PAIDEIA

Apr. 18–20, 8 p.m., $10 suggested 

The Scrap Exchange, Durham

Caitlyn Swett is taking stock of the so-called junk in the belly of the Scrap Exchange, where the arms of multicolored shirts dangle from a cardboard box like phantom limbs and yards of rolled fabric resemble exposed pipes. It’s an imaginative landscape of mess where creativity and lived history comingle.  

“The mounds of scrap, the way that everything falls into place, it already feels like art to me,” Swett says. For three nights this weekend, the movement-and-sound trio Paideia—whose core members are Swett, who lives in Durham; Blakeney Bullock, who lives in Winston-Salem; and Widow, who lives in New York City—will work with several interdisciplinary collaborators to explore the space and its varied contents, with one central question in mind: Who gets to belong?

“I think of all the bits and baubles and scraps of things,” Swett says. “They’ve all had a life and are coming to a meeting place. It’s like what we’re doing. Everyone has their interest in this inquiry, and we’re coming together in a singular space to converse.”

This new piece represents both a challenge to and an amplification of Paideia’s prior work, which Bullock describes as an “improvisational interaction between soundscape, sound collage, noise, and the body.” The trio’s name is a reference to a Socratic education model in which discussion is often conducted in a circle and emphasizes open-ended questioning and critical listening. This is how Paideia considers its relationship to its audience—not as divided, but as concentric parts of the same circle.  

“Each tier has different sorts of participation: a tier for movement, sound, and witnesses,” Bullock says.

Swett, Bullock, and Widow have worked together in different ways and configurations over the years but solidified their presence as Paideia with two performances in Durham: Within the Sequence, at Monkey Bottom Collaborative in 2016, and Split Bill (with Cara Hagan), at Threehouse Studios last year. They’re also the only group in the Durham Independent Dance Artists season that also fits in at the International Noise Conference, the big, annual noise music festival in Miami, where they performed this year.

In Split Bill, amplifiers, electronics, and contact microphones were spread across the room, and each part of the trio shifted fluidly between adding experimental sound and exploratory movement, smearing the edges of hierarchies and roles. They ended with an image that embodied this concept: Back to back, playing chimes, they stood or crouched at three different heights but all revolved in the same circle.

Widow says Split Bill was a turning point in Paideia’s collaboration, further collapsing the boundaries between movers and musicians. In our conversation about the new work, the word “collapse” keeps coming up, regarding both the boundaries between roles and the way the trio uses improvised movement and sound emotionally and kinesthetically, as a way of being together in the fullness of compassion and confrontation.  

“We err on the side of intensity—on the side of deeply felt emotion, opinion, and action,” Bullock says.
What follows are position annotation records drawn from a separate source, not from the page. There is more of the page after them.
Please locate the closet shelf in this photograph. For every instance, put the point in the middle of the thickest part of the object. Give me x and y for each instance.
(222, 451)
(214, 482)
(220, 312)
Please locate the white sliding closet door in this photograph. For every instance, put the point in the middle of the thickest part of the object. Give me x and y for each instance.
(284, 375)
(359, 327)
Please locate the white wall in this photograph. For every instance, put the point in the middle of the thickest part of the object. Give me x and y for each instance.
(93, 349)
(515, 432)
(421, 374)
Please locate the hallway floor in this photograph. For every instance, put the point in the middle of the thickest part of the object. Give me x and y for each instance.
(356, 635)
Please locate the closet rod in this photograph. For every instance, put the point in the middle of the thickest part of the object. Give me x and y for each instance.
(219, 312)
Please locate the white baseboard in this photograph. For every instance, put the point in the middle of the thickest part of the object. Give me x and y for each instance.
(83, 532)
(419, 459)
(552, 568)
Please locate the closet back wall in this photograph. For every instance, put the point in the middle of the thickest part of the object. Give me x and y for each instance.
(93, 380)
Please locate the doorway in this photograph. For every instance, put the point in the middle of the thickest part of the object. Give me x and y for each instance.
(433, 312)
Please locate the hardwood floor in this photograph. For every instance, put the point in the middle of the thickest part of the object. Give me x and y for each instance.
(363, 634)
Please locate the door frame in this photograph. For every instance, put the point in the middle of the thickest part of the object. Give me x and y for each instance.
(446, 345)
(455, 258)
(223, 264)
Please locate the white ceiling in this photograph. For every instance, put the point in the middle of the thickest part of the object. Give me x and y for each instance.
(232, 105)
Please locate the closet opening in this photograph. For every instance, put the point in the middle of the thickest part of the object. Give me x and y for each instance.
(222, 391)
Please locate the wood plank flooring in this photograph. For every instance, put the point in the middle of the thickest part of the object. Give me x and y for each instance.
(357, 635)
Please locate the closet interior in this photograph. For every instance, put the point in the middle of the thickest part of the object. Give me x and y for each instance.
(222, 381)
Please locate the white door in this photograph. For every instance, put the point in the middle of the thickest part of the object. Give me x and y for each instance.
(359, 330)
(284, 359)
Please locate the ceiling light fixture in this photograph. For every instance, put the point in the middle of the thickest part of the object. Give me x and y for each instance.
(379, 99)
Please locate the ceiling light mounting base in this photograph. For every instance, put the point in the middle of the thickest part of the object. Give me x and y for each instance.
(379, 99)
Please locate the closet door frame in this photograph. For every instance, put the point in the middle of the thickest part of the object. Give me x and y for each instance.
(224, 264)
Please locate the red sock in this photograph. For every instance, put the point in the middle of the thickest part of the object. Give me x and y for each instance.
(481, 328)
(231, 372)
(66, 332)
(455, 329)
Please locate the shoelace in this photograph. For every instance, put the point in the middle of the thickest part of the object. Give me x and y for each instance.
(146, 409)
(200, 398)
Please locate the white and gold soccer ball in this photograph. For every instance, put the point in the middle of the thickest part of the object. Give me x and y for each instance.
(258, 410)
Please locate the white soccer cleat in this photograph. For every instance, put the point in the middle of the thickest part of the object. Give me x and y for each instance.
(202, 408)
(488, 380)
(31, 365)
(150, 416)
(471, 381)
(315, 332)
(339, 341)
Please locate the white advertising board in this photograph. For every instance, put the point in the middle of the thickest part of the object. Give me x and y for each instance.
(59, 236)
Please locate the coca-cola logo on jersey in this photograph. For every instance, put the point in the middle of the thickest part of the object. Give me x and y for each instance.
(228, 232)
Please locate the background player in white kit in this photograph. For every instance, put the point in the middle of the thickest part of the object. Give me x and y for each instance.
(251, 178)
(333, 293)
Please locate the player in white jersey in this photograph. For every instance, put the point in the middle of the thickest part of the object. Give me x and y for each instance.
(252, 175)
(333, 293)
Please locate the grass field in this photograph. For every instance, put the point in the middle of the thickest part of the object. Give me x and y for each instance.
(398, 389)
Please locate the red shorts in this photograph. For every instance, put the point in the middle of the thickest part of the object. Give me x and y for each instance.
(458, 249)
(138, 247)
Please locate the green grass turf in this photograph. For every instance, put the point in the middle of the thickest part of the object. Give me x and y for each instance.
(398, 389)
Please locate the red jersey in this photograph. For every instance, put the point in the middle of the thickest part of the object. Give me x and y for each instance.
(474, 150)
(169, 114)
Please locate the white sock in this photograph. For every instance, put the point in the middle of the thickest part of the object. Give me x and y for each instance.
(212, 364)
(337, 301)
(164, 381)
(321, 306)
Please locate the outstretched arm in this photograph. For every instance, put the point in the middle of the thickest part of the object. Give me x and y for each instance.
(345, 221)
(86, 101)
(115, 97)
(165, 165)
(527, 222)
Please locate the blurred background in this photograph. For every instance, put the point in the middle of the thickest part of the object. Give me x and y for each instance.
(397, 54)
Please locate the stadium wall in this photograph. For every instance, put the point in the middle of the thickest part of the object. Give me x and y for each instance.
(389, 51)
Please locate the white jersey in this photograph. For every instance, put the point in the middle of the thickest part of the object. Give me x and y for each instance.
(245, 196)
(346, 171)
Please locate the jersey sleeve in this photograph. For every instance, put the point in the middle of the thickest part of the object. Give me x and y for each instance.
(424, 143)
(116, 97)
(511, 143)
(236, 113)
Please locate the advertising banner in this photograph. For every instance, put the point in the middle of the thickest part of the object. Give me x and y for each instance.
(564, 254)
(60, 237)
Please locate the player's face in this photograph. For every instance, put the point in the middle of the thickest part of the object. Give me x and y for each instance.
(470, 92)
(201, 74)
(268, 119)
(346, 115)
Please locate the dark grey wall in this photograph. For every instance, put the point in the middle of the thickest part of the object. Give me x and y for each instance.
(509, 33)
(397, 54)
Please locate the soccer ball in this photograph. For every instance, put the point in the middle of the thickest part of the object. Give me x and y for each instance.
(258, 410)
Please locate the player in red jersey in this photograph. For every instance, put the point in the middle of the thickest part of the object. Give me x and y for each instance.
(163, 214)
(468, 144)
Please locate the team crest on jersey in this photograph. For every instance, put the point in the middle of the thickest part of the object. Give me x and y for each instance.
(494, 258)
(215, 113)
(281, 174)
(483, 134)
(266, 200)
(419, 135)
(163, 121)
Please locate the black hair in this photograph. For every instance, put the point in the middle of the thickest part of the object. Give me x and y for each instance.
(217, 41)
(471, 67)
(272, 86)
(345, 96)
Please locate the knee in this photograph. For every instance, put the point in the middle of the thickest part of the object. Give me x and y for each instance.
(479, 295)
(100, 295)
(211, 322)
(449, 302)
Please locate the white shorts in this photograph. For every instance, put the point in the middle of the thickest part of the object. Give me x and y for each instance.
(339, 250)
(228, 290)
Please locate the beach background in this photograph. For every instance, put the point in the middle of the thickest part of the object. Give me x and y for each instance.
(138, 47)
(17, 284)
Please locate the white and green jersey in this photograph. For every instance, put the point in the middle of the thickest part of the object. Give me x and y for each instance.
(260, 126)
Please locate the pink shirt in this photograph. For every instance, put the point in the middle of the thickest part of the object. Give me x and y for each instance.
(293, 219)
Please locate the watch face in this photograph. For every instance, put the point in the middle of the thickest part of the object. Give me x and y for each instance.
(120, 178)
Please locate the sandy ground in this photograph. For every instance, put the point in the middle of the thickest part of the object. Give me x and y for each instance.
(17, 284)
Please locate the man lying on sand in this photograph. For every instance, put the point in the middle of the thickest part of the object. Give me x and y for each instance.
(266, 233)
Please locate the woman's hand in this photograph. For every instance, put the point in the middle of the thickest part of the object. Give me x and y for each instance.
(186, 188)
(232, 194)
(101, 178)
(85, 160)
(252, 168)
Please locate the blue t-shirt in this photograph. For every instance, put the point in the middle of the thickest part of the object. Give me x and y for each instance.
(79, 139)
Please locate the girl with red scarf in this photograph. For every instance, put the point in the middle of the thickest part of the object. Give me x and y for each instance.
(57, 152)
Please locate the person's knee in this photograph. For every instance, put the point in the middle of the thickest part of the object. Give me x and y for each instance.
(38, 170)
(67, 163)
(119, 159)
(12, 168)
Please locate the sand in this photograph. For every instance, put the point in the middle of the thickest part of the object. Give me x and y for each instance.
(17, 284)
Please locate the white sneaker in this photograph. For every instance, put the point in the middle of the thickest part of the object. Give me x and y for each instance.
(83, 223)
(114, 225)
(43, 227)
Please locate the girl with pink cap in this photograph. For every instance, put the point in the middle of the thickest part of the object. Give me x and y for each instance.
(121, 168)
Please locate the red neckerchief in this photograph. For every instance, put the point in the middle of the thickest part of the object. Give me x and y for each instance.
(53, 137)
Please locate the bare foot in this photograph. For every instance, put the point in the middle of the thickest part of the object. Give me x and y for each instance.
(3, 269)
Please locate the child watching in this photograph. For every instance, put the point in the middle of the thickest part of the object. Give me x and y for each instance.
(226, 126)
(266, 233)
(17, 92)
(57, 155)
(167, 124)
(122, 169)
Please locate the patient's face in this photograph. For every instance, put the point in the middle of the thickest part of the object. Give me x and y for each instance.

Perhaps this intimate orbit is what enables the trio to open and expand. Each of them brings their own interpretation to that question, “Who gets to belong?” For artists and audience alike, it’s an inquiry meant to resonate at the personal-political intersection. Each member of the trio also invited two artists to prepare a response that will manifest in two ways: physically, on each night of the performance, and as a written reflection incorporated in a post-performance zine. Some artists might produce monologues, while others might project images. It’s up to them. But it all arises from the structure Paideia is creating for the piece, a sort of algorithm that sets the timing and spatial cues while remaining concealed. It’s a way to introduce microcosmic mechanisms of power and control and make dynamics of belonging play out: membership, exclusion, attachment, and ownership. 

In keeping with Paideia’s interest in equilateral action, Swett says it’s important for the trio, over the course of the piece, to destabilize its self-created structure, too. In replicating and mutating these dynamics, a new, more collective world gleams into view. 

“What if we invited artists who make dynamic decisions and got to be with them in the space while they negotiate accountability among other people?” Widow says. “We thought that could be really exciting—like, what if we could build that ideal world?”

The Scrap Exchange, with all its materiality, is another collaborator, another world-builder with political meaning. The assortment of objects is like a “physical representation of where capitalism has gotten us,” Bullock says. Placing a performance in this aftermath, in a space where consumer detritus meets creative potential, is a way of making labor and capital personal.

Aesthetically, this interplay of bodies and objects might seem cacophonous; in a given moment, it might alienate or entice. There’s room to move close to the performers or to drift away down the aisles. Either way, a relationship takes shape between people and material forms. This “symphony of rubbish,” as Widow calls it, is about to whom and what we’re beholden, and how we decide. Belonging is, after all, intimately connected to power: who holds it, who wields it, and who upends it.